Consider the tragic case of the 14-year-old suicide at the heart of the Four Corners program. The child had been diagnosed with anorexia and gender dysphoria at Westmead hospital. The key clinical judgment appeared to be that the eating disorder should be “the primary focus” of treatment. But Four Corners implies that anorexia was a symptom of dysphoria and notes the lack of “gender-focused care.” Had the gender focus prevailed, it might have been a case of the diagnostic overshadowing documented by Dr Cass. We cannot know either way.
But someone at the ABC must be familiar with the standard mental health advice not to oversimplify suicide, nor to harp on an alarming risk supposedly affecting a particular group such as trans-identifying youth. The adolescents in today’s gender clinics often suffer from pre-existing conditions such as depression, anxiety or autism which themselves involve an elevated suicide risk. There is no good evidence to support the assumption that gender dysphoria itself carries a uniquely high risk of suicide, nor that trans-identifying youth will attempt to end their lives if they are not given swift access to the medical interventions promoted by social media influencers.
The Wall Street Journal recently hosted a lively exchange of letters on just this topic. Dr Stephen R Hammes, president of the Endocrine Society, whose members ought to know something about hormonal treatments, was championing the gender-affirming way. He claimed that more than 2,000 studies since 1975 showed this treatment approach to improve well-being and reduce the risk of suicide. He said nothing of the quality of these studies, nor their relevance to today’s teenage females with atypical dysphoria given liberal access to gender-affirming medication.
The Hammes letter provoked a stinging rebuke from a group of 21 clinicians and researchers from nine countries involved in care of the fast-growing numbers of teenagers presenting with gender distress. The first signatory was Finland’s leading expert on youth gender dysphoria, the adolescent psychiatrist Professor Riittakerttu Kaltiala, whose internationally significant work was essential to her country’s initiation of the European shift to caution.
The group letter to the WSJ says: “Dr Hammes’s claim that gender transition reduces suicides is contradicted by every systematic review [of the evidence base], including the review published by the Endocrine Society, which states, ‘We could not draw any conclusions about death by suicide.’

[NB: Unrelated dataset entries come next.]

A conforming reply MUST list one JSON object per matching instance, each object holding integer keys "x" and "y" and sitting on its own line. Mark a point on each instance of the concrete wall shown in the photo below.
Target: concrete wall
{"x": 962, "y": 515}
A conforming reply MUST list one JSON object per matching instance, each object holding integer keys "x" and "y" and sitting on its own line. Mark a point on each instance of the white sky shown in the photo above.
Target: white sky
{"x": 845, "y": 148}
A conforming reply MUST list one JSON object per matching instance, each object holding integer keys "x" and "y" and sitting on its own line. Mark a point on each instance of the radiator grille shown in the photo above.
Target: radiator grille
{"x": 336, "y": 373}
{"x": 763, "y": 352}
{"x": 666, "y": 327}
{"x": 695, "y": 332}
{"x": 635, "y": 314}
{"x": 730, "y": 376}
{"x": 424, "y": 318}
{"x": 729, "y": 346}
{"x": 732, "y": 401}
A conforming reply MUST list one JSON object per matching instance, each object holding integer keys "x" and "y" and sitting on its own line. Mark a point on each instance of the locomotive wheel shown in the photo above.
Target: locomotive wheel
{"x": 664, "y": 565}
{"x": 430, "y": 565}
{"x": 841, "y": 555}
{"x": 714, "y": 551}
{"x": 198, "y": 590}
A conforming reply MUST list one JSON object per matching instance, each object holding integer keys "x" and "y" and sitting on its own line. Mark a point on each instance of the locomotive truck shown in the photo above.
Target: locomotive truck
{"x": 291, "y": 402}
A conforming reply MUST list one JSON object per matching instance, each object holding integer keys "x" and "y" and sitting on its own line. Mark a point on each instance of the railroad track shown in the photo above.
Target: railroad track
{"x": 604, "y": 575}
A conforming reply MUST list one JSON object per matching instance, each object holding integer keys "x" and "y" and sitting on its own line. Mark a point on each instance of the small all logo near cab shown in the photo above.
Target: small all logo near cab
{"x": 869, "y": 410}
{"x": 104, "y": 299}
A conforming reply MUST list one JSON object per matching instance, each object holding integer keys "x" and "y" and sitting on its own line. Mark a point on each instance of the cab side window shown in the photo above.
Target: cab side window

“There is no reliable evidence to suggest that hormonal transition is an effective suicide-prevention measure.”
It was convenient for Four Corners to avoid discussing such systematic reviews. If it had properly reported the evidence there would be no suicide morality tale to distract from the nature and risks of gender medicine.
All in all, the program simply did not give parents enough of the information necessary “to protect their children and make good decisions” for them, according to the Australian child and adolescent psychiatrist Dr Jillian Spencer, who was interviewed for the Four Corners episode.
She got a better hearing on Sydney’s commercial radio 2GB and expressed her dismay at the stoking of suicide fears to promote the gender-affirming medical model.
“To my knowledge, never before in mental health has [an exaggerated] death rate been used to promote interventions for children that are so poorly evidence based and have such a high risk of harm,” she said.